If You’re Political, Then say So

Should journalists make political contributions? That’s a quandary raised in a today’s Washington Post story by reporter Howard Kurtz. The situation is this: Some news organizations allow staffers—and that includes editors and reporters—to make political contributions. Such contributions could infer bias and so tarnish the contributor’s and/or news operation’s neutrality.

As a former journalist too often disgusted by the news media misbehaviors, I’m in favor of the contributions, as long as there is full disclosure. My reasoning is simple. Reporters, editors, and publishers are people. That means they do have biases and even agendas. But the mask of so-called neutrality often hides the real story behind news stories. I like the idea of those purporting to deliver unbiased news stories and analyses offering readers insight into their political leanings. 

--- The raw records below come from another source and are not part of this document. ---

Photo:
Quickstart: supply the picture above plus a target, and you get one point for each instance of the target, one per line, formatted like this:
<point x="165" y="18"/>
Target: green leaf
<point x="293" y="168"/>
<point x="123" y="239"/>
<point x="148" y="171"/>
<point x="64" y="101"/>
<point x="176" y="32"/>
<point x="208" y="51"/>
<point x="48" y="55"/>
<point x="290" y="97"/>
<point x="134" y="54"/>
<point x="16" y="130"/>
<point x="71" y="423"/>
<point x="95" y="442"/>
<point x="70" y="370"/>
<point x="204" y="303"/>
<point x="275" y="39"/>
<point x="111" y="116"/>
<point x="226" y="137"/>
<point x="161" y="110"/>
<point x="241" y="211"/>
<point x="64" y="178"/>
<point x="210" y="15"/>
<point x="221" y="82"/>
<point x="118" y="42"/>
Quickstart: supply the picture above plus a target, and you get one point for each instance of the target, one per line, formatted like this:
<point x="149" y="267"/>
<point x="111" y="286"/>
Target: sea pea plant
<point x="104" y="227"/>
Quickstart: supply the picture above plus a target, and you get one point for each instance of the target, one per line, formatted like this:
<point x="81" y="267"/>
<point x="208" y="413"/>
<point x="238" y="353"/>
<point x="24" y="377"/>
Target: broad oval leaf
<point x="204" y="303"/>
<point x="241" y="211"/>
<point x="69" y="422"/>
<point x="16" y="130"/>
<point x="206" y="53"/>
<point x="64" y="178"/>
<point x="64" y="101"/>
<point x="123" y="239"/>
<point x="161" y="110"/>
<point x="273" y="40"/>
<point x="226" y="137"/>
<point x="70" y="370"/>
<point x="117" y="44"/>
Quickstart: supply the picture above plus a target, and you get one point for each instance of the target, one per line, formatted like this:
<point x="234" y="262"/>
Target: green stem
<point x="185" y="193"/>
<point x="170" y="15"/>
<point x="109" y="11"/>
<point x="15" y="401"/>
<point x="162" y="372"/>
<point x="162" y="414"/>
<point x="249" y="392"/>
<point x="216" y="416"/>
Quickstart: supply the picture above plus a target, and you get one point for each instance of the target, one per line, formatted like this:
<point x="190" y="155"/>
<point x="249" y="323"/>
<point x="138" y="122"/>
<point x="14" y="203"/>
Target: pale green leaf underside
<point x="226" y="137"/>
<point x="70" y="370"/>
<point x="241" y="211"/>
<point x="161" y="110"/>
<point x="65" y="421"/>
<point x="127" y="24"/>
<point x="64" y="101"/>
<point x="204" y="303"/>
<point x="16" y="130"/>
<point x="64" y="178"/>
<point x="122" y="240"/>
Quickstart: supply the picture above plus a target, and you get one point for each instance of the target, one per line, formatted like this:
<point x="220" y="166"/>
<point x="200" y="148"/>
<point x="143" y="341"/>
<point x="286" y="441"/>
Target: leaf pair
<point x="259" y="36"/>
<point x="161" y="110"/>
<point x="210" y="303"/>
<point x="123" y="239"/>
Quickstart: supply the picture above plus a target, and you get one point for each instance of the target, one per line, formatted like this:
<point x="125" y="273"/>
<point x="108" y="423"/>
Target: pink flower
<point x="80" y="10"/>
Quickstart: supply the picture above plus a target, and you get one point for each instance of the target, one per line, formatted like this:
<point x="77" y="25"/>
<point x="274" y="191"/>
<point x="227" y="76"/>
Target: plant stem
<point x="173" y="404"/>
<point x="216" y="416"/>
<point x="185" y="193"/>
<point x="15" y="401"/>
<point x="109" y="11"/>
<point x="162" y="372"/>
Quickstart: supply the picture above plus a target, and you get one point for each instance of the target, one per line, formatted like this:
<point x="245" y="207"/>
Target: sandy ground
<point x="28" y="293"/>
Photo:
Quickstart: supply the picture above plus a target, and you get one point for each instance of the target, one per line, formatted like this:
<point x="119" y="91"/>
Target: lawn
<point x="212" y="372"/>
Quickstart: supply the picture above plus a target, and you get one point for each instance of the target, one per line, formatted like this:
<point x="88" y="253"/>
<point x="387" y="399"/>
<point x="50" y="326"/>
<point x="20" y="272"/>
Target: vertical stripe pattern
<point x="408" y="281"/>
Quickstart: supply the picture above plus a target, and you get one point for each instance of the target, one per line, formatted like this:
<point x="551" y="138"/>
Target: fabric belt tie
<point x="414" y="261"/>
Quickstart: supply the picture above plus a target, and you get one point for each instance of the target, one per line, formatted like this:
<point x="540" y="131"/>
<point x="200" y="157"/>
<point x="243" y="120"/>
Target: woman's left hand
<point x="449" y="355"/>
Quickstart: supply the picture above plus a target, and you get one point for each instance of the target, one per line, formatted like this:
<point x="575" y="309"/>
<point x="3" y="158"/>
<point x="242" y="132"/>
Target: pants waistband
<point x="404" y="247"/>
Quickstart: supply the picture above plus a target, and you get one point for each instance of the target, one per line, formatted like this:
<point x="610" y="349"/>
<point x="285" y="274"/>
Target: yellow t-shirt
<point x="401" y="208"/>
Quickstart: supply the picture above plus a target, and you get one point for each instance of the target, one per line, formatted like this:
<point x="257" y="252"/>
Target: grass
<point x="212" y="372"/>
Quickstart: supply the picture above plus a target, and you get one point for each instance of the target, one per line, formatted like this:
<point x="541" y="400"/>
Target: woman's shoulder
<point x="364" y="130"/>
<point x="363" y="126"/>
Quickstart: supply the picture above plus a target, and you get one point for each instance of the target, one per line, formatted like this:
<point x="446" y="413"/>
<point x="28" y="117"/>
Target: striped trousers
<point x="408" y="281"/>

Of course, that’s not enough to resolve all the problems with the American news media. Bias is everywhere and should be acknowledged rather than spread the myth of neutrality. American journalism has a long history of pointed commentary. Freedom of speech isn’t meant to be fair, a point not missed by early American political pundits.

One of my longstanding news media criticisms is the near obsession about what the other guy is doing. Newspaper B is a major competitor to A, and so watches its stories carefully. The editors at B can’t allow A to scoop them, that is to get a story first or one they don’t have at all.

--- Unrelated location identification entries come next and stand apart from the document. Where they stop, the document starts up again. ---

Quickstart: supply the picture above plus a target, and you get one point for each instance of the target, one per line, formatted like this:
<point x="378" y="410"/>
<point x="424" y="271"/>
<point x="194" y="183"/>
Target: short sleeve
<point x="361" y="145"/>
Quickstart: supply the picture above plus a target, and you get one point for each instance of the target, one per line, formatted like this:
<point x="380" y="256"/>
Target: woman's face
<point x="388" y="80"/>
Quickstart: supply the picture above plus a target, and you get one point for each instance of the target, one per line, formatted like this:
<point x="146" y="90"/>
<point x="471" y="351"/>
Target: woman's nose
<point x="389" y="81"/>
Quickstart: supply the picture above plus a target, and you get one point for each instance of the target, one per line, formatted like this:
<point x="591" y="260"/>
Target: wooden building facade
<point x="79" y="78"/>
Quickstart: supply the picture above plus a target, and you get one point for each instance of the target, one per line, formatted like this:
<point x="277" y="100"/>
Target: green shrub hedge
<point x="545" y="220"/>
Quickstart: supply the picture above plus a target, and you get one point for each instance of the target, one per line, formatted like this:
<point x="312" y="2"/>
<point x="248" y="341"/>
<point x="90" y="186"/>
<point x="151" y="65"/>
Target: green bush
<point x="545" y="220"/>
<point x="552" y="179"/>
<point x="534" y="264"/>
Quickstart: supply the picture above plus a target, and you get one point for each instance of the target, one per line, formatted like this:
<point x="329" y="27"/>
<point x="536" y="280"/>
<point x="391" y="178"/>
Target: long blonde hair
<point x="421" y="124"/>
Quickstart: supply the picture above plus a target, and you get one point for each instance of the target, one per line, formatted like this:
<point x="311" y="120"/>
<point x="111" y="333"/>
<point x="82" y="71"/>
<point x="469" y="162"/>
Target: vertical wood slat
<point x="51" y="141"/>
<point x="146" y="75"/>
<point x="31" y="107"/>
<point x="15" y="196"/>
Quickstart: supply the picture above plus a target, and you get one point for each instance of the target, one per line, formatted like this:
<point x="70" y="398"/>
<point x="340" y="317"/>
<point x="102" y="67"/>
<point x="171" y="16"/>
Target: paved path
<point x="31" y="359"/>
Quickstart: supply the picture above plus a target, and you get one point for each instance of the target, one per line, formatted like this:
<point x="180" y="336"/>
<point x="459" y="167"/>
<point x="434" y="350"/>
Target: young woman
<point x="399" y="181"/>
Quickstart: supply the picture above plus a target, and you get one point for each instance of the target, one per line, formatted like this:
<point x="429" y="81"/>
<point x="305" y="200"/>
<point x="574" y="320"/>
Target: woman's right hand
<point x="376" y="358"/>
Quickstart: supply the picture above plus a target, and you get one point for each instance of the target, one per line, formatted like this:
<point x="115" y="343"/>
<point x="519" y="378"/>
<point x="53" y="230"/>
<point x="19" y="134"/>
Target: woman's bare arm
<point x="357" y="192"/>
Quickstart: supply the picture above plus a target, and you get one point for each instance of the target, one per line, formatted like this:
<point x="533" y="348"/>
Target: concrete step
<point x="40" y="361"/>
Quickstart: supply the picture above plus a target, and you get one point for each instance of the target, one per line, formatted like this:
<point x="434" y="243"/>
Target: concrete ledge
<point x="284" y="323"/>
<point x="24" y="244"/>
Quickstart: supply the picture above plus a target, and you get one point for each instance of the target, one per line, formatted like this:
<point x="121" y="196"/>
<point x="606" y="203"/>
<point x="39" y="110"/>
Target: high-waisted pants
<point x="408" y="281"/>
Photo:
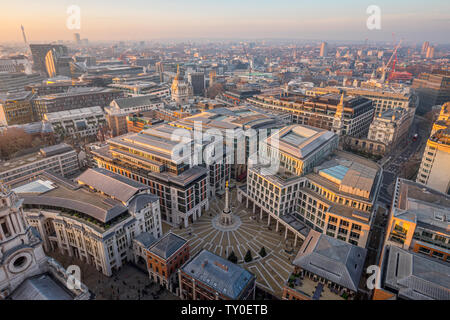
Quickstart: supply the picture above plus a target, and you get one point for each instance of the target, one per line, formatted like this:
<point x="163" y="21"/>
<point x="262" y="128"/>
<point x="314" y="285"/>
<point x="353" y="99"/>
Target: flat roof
<point x="416" y="276"/>
<point x="300" y="141"/>
<point x="332" y="259"/>
<point x="222" y="275"/>
<point x="63" y="193"/>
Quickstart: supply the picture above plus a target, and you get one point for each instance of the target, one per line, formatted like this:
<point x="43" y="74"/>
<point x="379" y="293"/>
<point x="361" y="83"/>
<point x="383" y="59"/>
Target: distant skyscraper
<point x="42" y="57"/>
<point x="430" y="53"/>
<point x="425" y="46"/>
<point x="434" y="170"/>
<point x="323" y="49"/>
<point x="77" y="38"/>
<point x="23" y="34"/>
<point x="197" y="81"/>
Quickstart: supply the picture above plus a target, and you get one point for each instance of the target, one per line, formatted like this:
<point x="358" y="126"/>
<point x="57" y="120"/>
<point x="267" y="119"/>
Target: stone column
<point x="194" y="294"/>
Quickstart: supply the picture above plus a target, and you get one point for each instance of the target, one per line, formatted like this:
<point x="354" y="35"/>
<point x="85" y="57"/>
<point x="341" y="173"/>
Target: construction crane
<point x="249" y="63"/>
<point x="386" y="68"/>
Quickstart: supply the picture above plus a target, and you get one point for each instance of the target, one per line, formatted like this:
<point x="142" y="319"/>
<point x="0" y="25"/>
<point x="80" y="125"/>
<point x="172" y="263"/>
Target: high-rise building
<point x="432" y="89"/>
<point x="197" y="81"/>
<point x="77" y="38"/>
<point x="430" y="53"/>
<point x="45" y="57"/>
<point x="425" y="46"/>
<point x="323" y="49"/>
<point x="181" y="90"/>
<point x="16" y="108"/>
<point x="390" y="127"/>
<point x="434" y="170"/>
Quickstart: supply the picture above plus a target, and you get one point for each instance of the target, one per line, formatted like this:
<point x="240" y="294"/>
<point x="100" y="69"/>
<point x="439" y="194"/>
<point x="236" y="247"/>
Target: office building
<point x="16" y="82"/>
<point x="383" y="99"/>
<point x="60" y="159"/>
<point x="153" y="158"/>
<point x="323" y="49"/>
<point x="93" y="219"/>
<point x="181" y="90"/>
<point x="197" y="81"/>
<point x="434" y="169"/>
<point x="164" y="257"/>
<point x="300" y="148"/>
<point x="391" y="127"/>
<point x="141" y="121"/>
<point x="25" y="272"/>
<point x="336" y="199"/>
<point x="432" y="89"/>
<point x="344" y="115"/>
<point x="325" y="269"/>
<point x="207" y="276"/>
<point x="77" y="123"/>
<point x="237" y="120"/>
<point x="137" y="88"/>
<point x="410" y="276"/>
<point x="119" y="109"/>
<point x="45" y="58"/>
<point x="16" y="108"/>
<point x="75" y="98"/>
<point x="419" y="220"/>
<point x="51" y="87"/>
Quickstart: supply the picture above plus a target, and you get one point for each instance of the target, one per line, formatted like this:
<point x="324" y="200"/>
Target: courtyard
<point x="129" y="283"/>
<point x="250" y="233"/>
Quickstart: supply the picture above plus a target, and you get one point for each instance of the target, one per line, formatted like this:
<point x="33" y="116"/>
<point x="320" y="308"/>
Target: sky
<point x="145" y="20"/>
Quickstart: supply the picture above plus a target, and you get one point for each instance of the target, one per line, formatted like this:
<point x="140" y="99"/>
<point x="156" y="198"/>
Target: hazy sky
<point x="45" y="20"/>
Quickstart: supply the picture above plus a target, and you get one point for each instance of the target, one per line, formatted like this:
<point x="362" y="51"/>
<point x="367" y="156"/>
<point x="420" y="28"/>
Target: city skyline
<point x="198" y="19"/>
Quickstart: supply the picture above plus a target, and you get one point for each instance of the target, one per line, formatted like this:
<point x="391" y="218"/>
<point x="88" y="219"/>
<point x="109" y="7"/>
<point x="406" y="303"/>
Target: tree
<point x="248" y="256"/>
<point x="262" y="252"/>
<point x="232" y="257"/>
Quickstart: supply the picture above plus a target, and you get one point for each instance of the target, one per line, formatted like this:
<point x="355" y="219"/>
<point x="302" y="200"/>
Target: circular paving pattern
<point x="234" y="226"/>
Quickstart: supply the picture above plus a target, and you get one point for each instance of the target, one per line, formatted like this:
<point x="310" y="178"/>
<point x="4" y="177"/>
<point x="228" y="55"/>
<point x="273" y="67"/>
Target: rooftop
<point x="50" y="190"/>
<point x="425" y="206"/>
<point x="300" y="141"/>
<point x="35" y="156"/>
<point x="114" y="185"/>
<point x="83" y="112"/>
<point x="332" y="259"/>
<point x="347" y="173"/>
<point x="222" y="275"/>
<point x="417" y="277"/>
<point x="41" y="287"/>
<point x="167" y="245"/>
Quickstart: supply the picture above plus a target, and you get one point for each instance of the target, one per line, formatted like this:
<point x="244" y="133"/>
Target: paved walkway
<point x="271" y="271"/>
<point x="129" y="283"/>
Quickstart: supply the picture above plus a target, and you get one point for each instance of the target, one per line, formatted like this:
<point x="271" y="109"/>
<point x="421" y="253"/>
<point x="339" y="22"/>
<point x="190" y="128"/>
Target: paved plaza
<point x="271" y="271"/>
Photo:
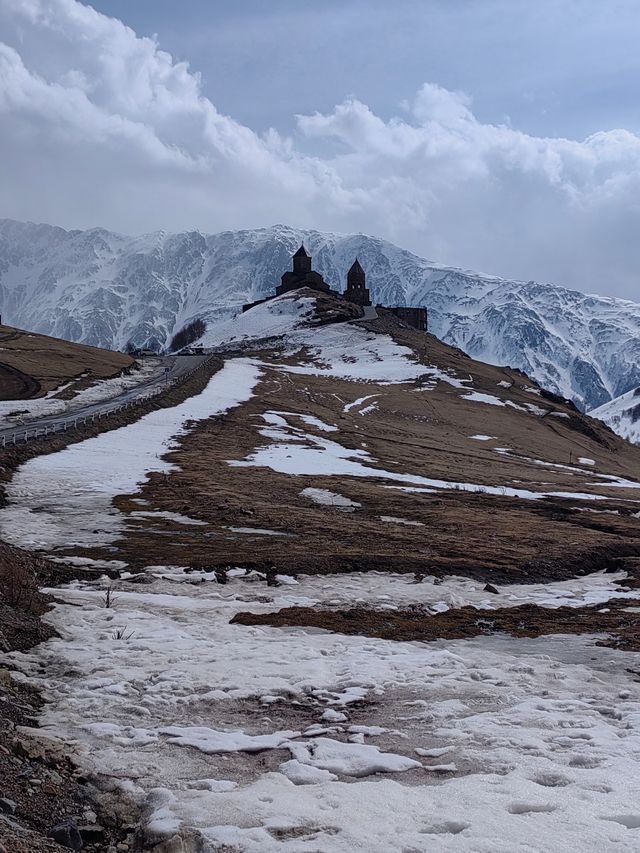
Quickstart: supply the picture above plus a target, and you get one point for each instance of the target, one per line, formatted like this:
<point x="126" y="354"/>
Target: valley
<point x="357" y="592"/>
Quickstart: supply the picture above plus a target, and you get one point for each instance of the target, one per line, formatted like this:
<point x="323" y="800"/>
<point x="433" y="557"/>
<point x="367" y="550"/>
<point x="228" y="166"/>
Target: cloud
<point x="100" y="126"/>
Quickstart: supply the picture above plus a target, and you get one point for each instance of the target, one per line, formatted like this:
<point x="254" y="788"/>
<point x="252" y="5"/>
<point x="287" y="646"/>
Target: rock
<point x="92" y="834"/>
<point x="7" y="806"/>
<point x="67" y="835"/>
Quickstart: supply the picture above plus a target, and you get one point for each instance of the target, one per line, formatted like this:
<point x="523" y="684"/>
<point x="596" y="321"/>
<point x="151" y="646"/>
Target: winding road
<point x="176" y="368"/>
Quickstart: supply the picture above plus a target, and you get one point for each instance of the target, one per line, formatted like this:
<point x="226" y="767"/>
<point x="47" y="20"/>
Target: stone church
<point x="302" y="275"/>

So, A publishes a story about an alien invasion from Mexico into the United States—that’s outer space not illegal—citing reliable, unnamed government sources. B follows up on the same story. Newspapers C and D compete with B and feel compelled to do their own news stories and so on.

Sure the example is outrageous, but the point isn’t. Many so-called news events that otherwise would get small coverage grow larger in significance because of the competitive nature of the business. Editors justify this behavior as necessary to keep readers, which might bolt if A has a story B doesn’t. I disagree, particularly in this era of the information-gorged Internet. Most people I know go to multiple places for news.

In some ways, I respect the grocery story checkout tabloids more than mainstream newspapers. They don’t make any pretense of legitimacy, only that three sources confirmed their stories. Besides, they have long history writing about alien invasions that never happened. Surprising that doesn’t hurt the confidence of the readership. Credibility isn’t so much their focus as giving readers what they want.

As the 2004 political campaign heats up, I expect to spend more time reading blogs instead of relying on mainstream news. Blogs often are no-nonsense and no-pretense. That’s refreshing.

As for the news media, from the song “Bonzo Goes to Bitburg” composed by Joey and Dee Dee Ramone and Jean Beauvoir, “You’ve got to pick up the pieces, c`mon sort your trash. If there’s one thing that makes me sick, it’s when someone tries to hide behind politics”.

The Ramones’ song was in protest to a Ronald Reagan visit to a ceremony in Germany, but I see some appropriateness here. Oh, for the sake of political disclosure, I voted for Ronald Reagan both terms.